Every animation film here was chosen with a slow Sunday afternoon in mind. These aren't algorithmically ranked, they were chosen because they actually work for this.
The best animation movies on a sunday afternoon from the 2020s perfect for when you need a good cry. Includes Demon Slayer: Kimetsu no Yaiba Infinity Castle,...
A Sunday film should do one thing above all else: justify the afternoon. Not exciting enough to feel like you should be doing something else. Just right.
The 2020s have already produced films that will be studied for decades - lean, precise, unafraid to take audiences seriously.
Animation isn't a genre - it's a medium. And in the right hands, it reaches emotional places live-action simply cannot.
The Demon Slayer Corps are drawn into the Infinity Castle, where Tanjiro, Nezuko, and the Hashira face terrifying Upper Rank demons in a desperate fight as the final battle against Muzan Kibutsuji begins.
With the help of the "Dragon Sin of Wrath" Meliodas and the worst rebels in history, the Seven Deadly Sins, the "Holy War", in which four races, including Humans, Goddesses, Fairies and Giants fought against the Demons, is finally over. At the cost of the "Lion Sin of Pride" Escanor's life, the Demon King was defeated and the world regained peace. After that, each of the Sins take their own path.
In this Oscar-winning short film, grieving parents journey through an emotional void as they mourn the loss of a child after a tragic school shooting.
The now-reformed Bad Guys are trying (very, very hard) to be good, but instead find themselves hijacked into a high-stakes, globe-trotting heist, masterminded by a new team of criminals they never saw coming: The Bad Girls.
Marcel is an adorable one-inch-tall shell who ekes out a colorful existence with his grandmother Connie and their pet lint, Alan. Once part of a sprawling community of shells, they now live alone as the sole survivors of a mysterious tragedy. When a documentarian discovers them amongst the clutter of his Airbnb, his resulting short film brings Marcel millions of passionate fans, as well as unprecedented dangers and a new hope at finding his long-lost family.
What makes these films remarkable is their emotional honesty. They're animated, but they don't soften anything.
In a suburban fantasy world, two teenage elf brothers embark on an extraordinary quest to discover if there is still a little magic left out there.
Suzu is a 17-year-old high-school student living in a rural town with her father. Wounded by the loss of her mother at a young age, Suzu one day discovers the massive online world "U" and dives into this alternate reality as her avatar, Belle.
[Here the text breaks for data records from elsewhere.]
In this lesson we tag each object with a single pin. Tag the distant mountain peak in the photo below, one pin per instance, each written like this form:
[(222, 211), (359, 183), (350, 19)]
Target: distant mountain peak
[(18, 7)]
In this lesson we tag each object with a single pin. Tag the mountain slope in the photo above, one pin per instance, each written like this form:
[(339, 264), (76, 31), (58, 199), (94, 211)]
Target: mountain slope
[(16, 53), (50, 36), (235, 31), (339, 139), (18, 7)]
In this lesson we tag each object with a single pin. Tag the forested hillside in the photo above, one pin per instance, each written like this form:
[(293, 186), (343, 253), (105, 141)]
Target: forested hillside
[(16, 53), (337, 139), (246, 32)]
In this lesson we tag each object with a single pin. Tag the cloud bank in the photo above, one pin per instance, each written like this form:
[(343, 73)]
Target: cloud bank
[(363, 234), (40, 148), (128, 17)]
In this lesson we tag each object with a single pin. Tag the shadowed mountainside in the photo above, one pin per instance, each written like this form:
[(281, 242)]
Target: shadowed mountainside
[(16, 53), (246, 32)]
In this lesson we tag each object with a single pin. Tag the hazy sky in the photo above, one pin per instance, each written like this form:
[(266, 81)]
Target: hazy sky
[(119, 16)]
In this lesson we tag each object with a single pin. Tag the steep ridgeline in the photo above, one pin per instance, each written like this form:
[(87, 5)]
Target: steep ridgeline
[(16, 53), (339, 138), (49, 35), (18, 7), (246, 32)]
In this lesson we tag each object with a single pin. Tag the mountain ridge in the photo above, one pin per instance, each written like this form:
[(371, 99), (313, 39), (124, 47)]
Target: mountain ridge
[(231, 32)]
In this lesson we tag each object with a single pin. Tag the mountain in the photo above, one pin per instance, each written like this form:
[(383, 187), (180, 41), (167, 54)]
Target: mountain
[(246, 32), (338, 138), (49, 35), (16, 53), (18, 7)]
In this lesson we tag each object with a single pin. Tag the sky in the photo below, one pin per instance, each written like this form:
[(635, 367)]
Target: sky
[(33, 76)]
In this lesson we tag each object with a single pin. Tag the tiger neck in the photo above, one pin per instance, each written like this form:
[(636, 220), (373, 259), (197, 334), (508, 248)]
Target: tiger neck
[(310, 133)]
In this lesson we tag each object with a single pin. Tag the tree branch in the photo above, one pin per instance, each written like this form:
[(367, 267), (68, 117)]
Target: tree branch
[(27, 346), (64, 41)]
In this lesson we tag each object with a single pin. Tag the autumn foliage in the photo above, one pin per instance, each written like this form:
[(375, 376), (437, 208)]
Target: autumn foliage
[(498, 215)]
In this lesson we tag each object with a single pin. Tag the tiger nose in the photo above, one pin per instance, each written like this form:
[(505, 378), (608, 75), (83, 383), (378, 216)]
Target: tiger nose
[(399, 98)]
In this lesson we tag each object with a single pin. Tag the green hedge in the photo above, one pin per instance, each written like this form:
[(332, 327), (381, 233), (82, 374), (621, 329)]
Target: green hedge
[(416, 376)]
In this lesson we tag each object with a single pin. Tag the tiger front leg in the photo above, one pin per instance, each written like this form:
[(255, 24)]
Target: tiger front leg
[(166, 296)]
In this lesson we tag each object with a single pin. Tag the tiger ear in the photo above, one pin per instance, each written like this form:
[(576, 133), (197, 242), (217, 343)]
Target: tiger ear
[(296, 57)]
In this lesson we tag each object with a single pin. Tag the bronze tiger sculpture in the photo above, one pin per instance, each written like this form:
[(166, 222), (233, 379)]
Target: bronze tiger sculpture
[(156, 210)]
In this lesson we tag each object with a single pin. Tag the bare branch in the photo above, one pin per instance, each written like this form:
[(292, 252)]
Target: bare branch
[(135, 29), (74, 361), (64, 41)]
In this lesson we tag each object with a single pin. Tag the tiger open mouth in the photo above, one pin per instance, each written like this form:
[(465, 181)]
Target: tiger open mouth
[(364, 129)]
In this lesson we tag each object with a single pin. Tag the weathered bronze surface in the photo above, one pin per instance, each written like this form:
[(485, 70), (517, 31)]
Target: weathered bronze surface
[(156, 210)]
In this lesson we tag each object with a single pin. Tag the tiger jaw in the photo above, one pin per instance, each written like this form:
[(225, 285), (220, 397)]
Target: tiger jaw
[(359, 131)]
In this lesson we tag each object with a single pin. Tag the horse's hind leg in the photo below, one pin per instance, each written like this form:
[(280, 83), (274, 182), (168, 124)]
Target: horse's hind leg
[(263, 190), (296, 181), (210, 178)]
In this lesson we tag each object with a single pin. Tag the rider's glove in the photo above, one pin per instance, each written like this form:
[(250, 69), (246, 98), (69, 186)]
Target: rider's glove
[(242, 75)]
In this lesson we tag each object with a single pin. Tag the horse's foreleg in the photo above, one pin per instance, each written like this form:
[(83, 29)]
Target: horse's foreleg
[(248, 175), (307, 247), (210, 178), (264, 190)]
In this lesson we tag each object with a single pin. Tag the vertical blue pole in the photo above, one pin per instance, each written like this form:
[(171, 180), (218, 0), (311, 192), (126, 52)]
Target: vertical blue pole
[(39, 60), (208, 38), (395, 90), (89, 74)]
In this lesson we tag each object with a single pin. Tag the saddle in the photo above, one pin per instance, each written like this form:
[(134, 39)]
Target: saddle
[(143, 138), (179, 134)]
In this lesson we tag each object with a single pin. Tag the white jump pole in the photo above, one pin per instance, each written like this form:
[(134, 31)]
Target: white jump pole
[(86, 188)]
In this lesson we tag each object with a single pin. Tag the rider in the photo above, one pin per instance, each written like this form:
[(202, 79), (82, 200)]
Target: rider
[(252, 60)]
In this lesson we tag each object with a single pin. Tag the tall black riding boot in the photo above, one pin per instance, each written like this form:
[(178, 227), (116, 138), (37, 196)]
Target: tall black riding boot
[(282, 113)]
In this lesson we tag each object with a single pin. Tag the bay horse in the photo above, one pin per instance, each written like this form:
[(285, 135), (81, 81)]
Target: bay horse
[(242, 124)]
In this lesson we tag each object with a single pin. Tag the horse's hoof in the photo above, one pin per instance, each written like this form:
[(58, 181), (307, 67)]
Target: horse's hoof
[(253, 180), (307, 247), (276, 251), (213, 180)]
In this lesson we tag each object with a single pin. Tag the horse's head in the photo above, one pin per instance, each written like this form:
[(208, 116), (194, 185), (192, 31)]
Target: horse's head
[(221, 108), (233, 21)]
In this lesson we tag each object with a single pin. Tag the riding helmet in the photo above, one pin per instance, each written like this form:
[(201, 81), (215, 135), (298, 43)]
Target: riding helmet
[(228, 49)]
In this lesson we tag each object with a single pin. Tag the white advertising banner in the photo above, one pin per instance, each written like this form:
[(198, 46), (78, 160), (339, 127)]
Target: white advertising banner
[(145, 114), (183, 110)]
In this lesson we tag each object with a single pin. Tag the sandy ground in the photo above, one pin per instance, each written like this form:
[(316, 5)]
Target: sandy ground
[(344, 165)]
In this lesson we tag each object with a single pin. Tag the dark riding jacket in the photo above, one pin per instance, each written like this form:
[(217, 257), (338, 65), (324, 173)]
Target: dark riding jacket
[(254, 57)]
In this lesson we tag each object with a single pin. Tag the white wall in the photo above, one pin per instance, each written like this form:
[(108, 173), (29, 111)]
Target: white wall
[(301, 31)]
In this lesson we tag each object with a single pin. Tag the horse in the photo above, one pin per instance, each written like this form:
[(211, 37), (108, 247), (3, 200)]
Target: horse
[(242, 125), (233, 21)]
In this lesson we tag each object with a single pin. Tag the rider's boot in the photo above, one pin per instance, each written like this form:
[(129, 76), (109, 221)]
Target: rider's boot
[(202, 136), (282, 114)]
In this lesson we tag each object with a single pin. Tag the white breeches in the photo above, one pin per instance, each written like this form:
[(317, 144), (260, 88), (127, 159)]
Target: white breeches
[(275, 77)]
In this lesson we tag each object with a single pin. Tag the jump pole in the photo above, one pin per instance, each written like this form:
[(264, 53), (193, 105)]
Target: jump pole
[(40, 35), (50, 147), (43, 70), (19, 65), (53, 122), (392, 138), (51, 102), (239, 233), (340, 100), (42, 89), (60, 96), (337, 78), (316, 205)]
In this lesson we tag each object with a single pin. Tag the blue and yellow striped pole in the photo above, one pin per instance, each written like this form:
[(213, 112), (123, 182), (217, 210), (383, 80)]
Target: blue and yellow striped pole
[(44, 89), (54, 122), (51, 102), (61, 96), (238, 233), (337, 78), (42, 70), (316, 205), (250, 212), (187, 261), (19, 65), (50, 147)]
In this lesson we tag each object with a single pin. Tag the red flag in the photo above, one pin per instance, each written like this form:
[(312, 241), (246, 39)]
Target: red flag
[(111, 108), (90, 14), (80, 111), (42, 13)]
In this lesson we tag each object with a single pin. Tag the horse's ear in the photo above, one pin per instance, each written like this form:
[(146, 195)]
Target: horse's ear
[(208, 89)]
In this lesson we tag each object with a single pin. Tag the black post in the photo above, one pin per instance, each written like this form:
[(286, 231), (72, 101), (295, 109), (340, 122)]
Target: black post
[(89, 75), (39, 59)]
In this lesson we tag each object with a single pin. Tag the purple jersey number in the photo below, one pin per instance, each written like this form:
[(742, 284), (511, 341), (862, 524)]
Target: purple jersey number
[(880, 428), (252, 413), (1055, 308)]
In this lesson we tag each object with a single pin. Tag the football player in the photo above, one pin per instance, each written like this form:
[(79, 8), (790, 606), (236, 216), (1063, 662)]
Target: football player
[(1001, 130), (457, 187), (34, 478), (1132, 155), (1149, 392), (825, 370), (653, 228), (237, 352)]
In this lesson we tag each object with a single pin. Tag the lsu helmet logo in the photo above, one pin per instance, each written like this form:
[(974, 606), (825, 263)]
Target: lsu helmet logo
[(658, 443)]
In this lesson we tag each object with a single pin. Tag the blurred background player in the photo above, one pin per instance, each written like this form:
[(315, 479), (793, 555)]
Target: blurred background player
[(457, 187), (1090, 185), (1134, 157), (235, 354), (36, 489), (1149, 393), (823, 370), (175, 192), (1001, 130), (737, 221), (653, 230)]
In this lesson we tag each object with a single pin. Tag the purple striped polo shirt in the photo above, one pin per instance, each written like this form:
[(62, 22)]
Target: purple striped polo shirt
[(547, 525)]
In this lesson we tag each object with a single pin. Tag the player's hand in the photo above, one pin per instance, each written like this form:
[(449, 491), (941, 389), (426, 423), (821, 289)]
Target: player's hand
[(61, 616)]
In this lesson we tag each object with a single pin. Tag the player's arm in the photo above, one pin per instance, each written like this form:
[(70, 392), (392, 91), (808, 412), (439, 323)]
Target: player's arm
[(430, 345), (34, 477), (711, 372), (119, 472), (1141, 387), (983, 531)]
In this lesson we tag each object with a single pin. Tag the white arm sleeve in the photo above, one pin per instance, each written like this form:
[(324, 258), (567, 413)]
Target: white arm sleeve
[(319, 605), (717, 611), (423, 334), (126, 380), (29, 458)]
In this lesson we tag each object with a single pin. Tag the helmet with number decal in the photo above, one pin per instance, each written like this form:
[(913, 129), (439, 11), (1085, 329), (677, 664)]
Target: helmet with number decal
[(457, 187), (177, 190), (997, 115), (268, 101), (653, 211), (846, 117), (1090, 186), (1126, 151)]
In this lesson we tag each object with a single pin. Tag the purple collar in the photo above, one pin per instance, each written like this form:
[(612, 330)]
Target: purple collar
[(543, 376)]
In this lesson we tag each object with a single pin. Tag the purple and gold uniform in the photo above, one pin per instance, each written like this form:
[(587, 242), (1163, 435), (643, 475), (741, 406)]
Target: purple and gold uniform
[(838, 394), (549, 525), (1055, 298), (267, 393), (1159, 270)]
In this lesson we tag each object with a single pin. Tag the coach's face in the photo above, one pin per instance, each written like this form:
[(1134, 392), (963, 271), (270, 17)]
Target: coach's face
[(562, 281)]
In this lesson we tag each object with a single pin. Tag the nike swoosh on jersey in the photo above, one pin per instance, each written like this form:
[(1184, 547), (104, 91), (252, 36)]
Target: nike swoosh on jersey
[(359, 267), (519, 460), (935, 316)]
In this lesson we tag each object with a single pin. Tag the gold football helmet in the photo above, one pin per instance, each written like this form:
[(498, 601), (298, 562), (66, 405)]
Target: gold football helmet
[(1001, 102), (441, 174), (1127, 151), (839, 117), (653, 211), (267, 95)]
Before long, all of U's eyes are fixed on Belle, when, suddenly, a mysterious, dragon-like figure appears before her.
Tired of being locked in a reptile house where humans gawk at them like they are monsters, a ragtag group of Australia's deadliest creatures plot an escape from their zoo to the Outback, a place where they'll fit in without being judged.
After cracking the biggest case in Zootopia's history, rookie cops Judy Hopps and Nick Wilde find themselves on the twisting trail of a great mystery when Gary De'Snake arrives and turns the animal metropolis upside down. To crack the case, Judy and Nick must go undercover to unexpected new parts of town, where their growing partnership is tested like never before.
After a guardian of magical jewels turns an awkward girl and a popular boy into superheroes, they can never reveal their identities - even to each other.
A good cry isn't weakness - it's release. These films provide it honestly, without manipulation, without cheap sentiment.
A great animated film reminds you that the most universal emotions don't need to be rendered in flesh and blood to feel completely real.